The Dutch guitar virtuoso Joost Vergoossen probably doesn't need to be introduced to our Dutch readers, but I'll give some background information for all the others. Most Dutch music lovers will have an album in their collection on which Vergoossen is playing, for he has played on many albums. He's best known for his membership of the symphonic rock group Kayak and Het Goede Doel. Furthermore he had interesting participations with female singer Ilse De Lange and Bert Heerink, the former singer of Kayak. Just as many guitar players do in their spare time, he recorded solo albums with the focus on the guitar. Breaking The Cycle is his third effort, after Hit Home (2001) and A Fool's Journey (2008).
Unlike his previous album Vergoossen used guest musicians to create Breaking The Cycle. This resulted in an album with a real band sound thanks to the contributions of fellow Kayak member Jan van Olffen (bass), Werner van Gool (keyboards) and Sjoerd Rutten (drums). Being a special guest Kayak's mastermind Ton Scherpenzeel plays the Hammond solo on the title track. With these musicians quality is guaranteed. A very strong characteristic in the compositions is the fact that they're based on a seemingly simple melody. Listen for instance to the opener High Roller which sounds easy; soon you're whistling along with the main melody. On my way back from the concert where Vergoossen played with Renegade Creation, I caught myself humming and whistling the songs in my car.
Another strong issue is the diversity of influences he incorporated in his music. The second piece on the album Chasin' The Demon clearly has a Steve Lukather feel and shows the tremendous craftsmanship of this Dutch guitarist. Besides Steve Lukather, there are more guitarists who influenced him like Jeff Beck, Joe Satriani, Eric Johnson and even a country rock picker as Albert Lee.
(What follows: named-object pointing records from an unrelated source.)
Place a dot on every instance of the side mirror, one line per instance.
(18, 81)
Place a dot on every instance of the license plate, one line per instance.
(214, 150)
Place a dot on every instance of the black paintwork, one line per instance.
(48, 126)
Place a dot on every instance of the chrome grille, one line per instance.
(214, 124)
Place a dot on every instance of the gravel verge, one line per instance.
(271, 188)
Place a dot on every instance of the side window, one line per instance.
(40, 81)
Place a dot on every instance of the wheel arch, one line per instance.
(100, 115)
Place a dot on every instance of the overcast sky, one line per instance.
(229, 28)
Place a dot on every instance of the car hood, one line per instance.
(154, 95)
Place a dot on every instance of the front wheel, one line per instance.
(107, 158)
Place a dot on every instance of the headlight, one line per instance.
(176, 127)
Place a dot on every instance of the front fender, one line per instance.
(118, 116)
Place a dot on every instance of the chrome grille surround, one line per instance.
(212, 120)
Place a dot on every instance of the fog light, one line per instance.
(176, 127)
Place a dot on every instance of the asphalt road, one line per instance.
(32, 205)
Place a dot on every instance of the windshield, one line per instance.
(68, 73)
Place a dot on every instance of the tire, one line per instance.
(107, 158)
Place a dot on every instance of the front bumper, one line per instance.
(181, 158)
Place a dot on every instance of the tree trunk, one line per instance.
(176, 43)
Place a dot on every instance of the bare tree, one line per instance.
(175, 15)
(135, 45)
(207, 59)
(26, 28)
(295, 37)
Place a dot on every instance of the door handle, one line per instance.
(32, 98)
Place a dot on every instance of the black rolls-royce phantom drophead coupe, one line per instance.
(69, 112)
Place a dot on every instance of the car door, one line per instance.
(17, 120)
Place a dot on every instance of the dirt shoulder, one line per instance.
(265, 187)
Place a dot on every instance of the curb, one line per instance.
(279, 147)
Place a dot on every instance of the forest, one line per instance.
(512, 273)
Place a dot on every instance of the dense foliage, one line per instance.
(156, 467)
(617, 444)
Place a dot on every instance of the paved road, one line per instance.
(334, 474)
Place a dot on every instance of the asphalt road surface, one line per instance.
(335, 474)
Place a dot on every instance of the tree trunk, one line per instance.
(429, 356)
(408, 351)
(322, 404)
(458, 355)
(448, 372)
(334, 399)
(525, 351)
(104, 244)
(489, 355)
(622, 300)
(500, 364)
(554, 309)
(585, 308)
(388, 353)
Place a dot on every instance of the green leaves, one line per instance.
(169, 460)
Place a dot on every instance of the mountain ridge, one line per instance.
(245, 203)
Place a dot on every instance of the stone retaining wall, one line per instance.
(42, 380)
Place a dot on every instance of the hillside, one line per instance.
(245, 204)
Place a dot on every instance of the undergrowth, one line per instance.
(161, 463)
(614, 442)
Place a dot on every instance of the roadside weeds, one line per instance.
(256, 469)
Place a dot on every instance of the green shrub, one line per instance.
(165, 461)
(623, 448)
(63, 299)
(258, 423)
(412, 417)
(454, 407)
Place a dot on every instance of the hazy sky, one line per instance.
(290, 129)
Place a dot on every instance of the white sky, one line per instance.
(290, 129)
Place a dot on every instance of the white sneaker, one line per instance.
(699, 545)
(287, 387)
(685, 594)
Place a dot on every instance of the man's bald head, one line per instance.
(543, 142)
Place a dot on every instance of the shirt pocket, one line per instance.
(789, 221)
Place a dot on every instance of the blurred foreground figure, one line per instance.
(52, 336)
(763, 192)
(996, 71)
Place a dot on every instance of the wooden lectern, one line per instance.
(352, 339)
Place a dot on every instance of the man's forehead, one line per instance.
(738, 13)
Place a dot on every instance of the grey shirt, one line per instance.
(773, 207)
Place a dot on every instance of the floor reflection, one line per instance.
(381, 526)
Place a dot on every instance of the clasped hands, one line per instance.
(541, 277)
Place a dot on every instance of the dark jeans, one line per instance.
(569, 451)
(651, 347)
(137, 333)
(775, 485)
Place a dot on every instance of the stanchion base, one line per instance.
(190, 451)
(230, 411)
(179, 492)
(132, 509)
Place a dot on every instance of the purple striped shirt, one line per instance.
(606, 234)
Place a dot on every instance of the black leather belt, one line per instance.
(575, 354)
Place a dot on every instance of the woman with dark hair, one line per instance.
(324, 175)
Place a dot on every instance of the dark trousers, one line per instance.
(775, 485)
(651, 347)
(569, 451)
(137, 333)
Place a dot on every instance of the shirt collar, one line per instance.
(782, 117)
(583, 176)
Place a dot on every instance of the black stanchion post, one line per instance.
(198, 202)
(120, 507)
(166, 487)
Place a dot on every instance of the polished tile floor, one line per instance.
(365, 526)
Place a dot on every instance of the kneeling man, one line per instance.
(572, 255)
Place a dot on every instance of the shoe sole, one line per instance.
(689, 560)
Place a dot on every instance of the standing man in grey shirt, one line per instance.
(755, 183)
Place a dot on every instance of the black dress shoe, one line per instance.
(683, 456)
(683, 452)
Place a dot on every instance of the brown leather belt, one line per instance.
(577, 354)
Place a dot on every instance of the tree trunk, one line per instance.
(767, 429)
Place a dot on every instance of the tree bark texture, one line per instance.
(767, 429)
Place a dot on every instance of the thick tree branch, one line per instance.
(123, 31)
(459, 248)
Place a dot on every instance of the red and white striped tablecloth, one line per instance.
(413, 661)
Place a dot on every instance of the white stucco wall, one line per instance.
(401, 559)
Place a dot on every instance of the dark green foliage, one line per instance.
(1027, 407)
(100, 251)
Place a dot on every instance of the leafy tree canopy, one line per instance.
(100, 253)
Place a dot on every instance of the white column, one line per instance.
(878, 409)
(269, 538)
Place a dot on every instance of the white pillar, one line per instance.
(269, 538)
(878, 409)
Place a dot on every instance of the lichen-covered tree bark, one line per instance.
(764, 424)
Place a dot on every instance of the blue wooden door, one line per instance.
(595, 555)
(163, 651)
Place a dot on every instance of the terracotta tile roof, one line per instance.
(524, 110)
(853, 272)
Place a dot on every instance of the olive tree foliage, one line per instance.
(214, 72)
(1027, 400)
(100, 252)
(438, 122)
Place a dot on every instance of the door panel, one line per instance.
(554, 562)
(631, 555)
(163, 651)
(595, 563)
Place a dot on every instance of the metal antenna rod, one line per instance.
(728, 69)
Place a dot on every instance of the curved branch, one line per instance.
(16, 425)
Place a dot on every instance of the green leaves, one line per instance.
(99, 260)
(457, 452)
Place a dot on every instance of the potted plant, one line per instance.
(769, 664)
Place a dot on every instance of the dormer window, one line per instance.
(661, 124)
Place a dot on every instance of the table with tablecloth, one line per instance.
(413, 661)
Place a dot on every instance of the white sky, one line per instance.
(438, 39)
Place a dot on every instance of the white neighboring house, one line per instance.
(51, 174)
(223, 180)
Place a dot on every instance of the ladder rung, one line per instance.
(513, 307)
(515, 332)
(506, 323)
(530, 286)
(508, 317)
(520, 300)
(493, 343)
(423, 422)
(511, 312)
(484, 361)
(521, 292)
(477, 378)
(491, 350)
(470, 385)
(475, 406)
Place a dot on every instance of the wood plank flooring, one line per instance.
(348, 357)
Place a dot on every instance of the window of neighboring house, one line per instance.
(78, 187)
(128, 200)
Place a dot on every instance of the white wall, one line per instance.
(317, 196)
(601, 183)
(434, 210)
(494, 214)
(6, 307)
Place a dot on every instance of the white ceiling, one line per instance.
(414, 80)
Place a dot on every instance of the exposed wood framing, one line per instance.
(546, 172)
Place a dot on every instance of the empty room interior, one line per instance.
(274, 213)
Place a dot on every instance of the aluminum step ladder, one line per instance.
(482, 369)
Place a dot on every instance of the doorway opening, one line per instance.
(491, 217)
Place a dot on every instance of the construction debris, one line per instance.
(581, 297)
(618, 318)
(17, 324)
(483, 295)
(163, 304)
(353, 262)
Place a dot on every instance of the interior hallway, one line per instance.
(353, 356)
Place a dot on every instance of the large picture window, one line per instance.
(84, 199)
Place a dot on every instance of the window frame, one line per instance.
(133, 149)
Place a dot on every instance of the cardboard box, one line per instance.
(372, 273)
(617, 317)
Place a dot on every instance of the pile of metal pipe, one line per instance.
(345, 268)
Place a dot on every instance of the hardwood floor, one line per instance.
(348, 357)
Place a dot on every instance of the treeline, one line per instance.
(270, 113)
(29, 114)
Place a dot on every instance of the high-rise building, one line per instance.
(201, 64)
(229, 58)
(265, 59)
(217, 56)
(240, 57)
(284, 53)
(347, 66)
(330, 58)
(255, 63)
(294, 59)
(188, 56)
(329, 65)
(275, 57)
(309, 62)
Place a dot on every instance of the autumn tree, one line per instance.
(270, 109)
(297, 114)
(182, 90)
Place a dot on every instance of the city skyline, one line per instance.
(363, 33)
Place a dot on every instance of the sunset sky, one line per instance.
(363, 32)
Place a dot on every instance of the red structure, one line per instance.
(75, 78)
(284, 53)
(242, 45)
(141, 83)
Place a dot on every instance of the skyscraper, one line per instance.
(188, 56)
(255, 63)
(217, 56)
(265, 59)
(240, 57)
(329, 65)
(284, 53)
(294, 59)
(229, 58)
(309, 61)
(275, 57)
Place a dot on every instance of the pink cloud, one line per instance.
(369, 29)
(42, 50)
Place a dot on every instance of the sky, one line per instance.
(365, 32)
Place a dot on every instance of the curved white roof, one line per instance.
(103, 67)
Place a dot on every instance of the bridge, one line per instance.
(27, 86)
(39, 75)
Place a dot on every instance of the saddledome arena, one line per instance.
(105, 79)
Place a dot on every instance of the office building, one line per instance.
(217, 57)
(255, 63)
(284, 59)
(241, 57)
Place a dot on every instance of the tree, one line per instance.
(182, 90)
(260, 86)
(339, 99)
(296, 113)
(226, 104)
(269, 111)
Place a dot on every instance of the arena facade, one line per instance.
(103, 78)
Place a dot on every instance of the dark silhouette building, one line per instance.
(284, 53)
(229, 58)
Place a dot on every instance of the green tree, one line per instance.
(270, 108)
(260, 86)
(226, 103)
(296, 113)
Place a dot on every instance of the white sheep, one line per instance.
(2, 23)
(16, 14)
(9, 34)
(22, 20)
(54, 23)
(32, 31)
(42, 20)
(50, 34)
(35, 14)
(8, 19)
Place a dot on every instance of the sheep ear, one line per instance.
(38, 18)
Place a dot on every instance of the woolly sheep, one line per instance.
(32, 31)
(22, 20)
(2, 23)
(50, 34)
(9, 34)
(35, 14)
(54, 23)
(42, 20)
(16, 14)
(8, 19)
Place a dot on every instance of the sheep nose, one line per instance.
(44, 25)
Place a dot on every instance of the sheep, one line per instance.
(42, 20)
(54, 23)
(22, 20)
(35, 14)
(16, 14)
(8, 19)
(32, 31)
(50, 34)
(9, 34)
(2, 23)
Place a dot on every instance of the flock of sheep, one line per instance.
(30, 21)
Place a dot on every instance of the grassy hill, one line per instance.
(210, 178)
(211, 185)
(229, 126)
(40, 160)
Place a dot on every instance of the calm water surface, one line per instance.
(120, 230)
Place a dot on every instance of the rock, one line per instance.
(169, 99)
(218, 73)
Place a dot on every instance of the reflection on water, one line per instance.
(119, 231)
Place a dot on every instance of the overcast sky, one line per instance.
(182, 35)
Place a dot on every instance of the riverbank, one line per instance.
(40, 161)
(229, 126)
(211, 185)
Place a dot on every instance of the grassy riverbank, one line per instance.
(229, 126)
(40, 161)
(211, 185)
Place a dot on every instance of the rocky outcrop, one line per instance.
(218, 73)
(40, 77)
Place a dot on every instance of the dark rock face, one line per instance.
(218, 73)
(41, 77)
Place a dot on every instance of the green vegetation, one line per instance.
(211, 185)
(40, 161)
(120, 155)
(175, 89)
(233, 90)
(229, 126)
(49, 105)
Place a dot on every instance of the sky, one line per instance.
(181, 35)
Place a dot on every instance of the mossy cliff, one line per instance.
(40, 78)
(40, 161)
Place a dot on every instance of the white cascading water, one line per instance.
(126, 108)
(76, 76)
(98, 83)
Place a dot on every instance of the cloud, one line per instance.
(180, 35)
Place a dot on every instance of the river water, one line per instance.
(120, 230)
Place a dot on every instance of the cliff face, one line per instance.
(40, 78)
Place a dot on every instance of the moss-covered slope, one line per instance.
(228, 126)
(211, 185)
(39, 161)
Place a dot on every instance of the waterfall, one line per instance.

As a reference I would mention the Norwegian guitarist Mads Eriksen, who also blends different musical styles and genres. Blue Light is another song you can easily whistle along with, mixing the sound of Johnson with the power of Lukather. In this piece you'll discover that the guitar isn't always in the centre on this album, since the impressive keyboards get a lot of space to excel. In Stress Factor 9 you can hear the impressive country rock picking side of Vergoossen. The first notes of Shine reminded me of an advertisement for smoked sausages, but don't ask me why. However, this composition really shines with strong guitar lines mixing extended notes with furious playing.
Even closer to Albert Lee than Stress Factor 9 is Got It? that rocks the country blues at its best. Stuck In A Moment shows that Vergoossen is more than just an outstanding electric guitarist. Here his playing on the acoustic guitar reaches a great height. After this moment of relaxation the tempo increases again. The Hard Way combines a kind of heavy fusion guitar with melodic musical lines with soft keyboards in the background. My respect for Vergoossen increases as well, because all these songs sound easy and accessible. Only great composers can create music like this. Brother And Sister is also an example of this statement; just close your eyes and let the music take you away. My Girl has a strong fusion feel, but it's still easy to digest. The title track takes you back to the time guitar shredders ruled the world. It's a strong composition with influences of Randy Rhoads and Eddy van Halen. This proves again that Joost Vergoossen can play all kinds of different styles. The album's closing song 23 is a tribute to the late drummer of Kayak Pim Koopman. This song can also be watched at the Kayak DVD Tribute To Pim. On this album this piece contains some changes; the keyboards have been replaced by strong piano play, a worthy end of an outstanding album.
Just give this album a chance and you'll never forget who Joost Vergoossen is: one of the best actual guitar players from The Netherlands. The perfect compositions and the many mixtures of musical styles make this a perfect CD.